De
nuevo La Pensión de las Pulgas nos
invita a recorrer sus tripas estructurales en un tour que huele a humedad,
sombra y secretos. Nada nos espanta ya, pero nos sigue sobrecogiendo la habilidad
para descubrir, nombrar, identificar y asumir nuestros propios fantasmas. El
descenso siempre ha tenido connotaciones negativas en la tradición cultural de occidente,
desde Dante hasta Blake, desde Mena hasta Gounod.
Con
un texto de estrategia pura nos conducen, ciegos y cautivos, al vientre frío de
nuestro cofre existencial. Con valor de metáfora casi masónica, ese sótano ha
sido ocultado a miradas no iniciadas. El conocimiento libera, pero asusta
suponer sus consecuencias. Ya sabíamos que la vida era eterna en cinco minutos
y puede suceder tanto que, sin salir de una sala, no podamos evitar nuestras
propias trampas. El deseo embriaga y esclaviza; es curioso, lo que más nos
incluye en el reino animal es lo que con mayor dificultad dominamos: el placer.

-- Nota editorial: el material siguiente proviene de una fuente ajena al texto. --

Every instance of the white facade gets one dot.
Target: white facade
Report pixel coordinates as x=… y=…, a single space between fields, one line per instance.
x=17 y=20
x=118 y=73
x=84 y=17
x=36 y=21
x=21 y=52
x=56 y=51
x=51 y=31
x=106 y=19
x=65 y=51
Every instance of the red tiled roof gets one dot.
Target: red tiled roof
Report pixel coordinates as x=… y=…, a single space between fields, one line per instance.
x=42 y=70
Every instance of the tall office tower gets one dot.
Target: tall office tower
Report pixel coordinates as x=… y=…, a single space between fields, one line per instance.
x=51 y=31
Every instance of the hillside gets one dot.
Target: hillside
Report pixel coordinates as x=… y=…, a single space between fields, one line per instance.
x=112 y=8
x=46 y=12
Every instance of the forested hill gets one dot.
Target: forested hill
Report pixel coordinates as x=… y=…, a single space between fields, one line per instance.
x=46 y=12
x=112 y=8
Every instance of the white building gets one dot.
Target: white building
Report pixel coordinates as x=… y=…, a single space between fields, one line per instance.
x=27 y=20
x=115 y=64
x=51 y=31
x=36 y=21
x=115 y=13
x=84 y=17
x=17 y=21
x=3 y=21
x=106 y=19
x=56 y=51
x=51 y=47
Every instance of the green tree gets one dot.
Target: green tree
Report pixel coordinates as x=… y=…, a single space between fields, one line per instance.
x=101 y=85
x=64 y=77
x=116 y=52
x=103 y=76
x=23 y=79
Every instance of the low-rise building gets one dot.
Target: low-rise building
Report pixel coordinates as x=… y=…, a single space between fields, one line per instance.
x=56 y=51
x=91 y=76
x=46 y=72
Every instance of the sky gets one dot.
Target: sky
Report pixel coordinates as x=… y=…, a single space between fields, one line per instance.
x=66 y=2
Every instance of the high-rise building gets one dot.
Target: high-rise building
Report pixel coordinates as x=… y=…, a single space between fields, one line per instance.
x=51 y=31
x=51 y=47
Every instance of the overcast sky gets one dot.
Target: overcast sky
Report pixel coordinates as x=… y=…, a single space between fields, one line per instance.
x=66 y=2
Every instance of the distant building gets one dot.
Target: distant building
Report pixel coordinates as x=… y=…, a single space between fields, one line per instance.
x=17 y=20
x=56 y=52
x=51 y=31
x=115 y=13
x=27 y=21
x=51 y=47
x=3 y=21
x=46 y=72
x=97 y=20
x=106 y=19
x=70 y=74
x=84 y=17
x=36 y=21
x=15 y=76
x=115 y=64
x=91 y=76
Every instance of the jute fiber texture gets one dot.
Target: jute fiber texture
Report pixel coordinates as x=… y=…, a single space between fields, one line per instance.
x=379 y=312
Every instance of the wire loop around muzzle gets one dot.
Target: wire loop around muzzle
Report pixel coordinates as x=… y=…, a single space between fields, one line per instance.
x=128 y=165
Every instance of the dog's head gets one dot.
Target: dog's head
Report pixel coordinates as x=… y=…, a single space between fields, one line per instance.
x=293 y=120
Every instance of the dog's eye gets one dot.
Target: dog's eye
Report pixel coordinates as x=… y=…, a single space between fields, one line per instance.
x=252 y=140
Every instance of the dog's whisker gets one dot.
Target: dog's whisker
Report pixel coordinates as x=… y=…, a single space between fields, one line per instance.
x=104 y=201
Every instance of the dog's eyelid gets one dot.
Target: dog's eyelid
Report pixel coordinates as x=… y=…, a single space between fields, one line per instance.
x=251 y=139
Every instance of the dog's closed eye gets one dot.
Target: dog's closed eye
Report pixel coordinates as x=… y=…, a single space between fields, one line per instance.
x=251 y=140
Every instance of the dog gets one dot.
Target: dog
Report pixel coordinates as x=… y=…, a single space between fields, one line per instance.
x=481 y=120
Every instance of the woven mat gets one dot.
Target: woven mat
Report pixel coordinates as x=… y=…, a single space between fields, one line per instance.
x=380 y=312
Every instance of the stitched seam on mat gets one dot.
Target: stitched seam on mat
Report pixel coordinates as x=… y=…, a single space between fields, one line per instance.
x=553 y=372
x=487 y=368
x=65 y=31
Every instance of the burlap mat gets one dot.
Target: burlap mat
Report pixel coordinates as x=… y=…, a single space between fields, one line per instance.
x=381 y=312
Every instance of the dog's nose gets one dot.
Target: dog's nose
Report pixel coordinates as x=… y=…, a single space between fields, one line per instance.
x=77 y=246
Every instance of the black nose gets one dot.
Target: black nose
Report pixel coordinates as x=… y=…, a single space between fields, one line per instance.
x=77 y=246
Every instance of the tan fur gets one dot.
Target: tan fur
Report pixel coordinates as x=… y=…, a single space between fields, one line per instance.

En estos minutos presenciamos un viaje catártico, un rechazo, una asunción y un
sometimiento pleno y convencido. Es el ejercicio de la libertad, o de algo que
no aceptamos denominar así.
Certera
dirección de Israel Elejalde, que ha sabido medir perfectamente los tiempos de
cada actor para ofrecernos este “tour de force” a través de unos actores
empapados de veracidad que tensan nuestros músculos desde el primer momento.
Nada más empezar la función nos sentimos nerviosos, intrigados. Percibimos que
estamos siendo engañados, que aquello no es lo que parece. Y nos vamos dejando
seducir por la verborrea afilada y efectista de Codina mientras Clavijo
despista nuestras cavilaciones con sentimientos contradictorios que sólo son el
inicio del descenso a nuestro propio sótano.
Del
duelo Juan Codina-Víctor Clavijo ninguno salimos indemnes; es tal la
intensidad, potenciada por un espacio tan próximo y sincero, que nuestras vigas
se estremecen y un temblor nos recorre ante el vértigo de la caída a la que
sólo nosotros nos entregamos. Ya Luzbel nos advertía del dulce sabor del
pecado. Con un concepto sado-masoquista de la historia, simplista pero certero,
determinista bajo una aparente libertad, todo se entiende mucho mejor. Sólo
somos células gobernadas por leyes físico-químicas. Nada más.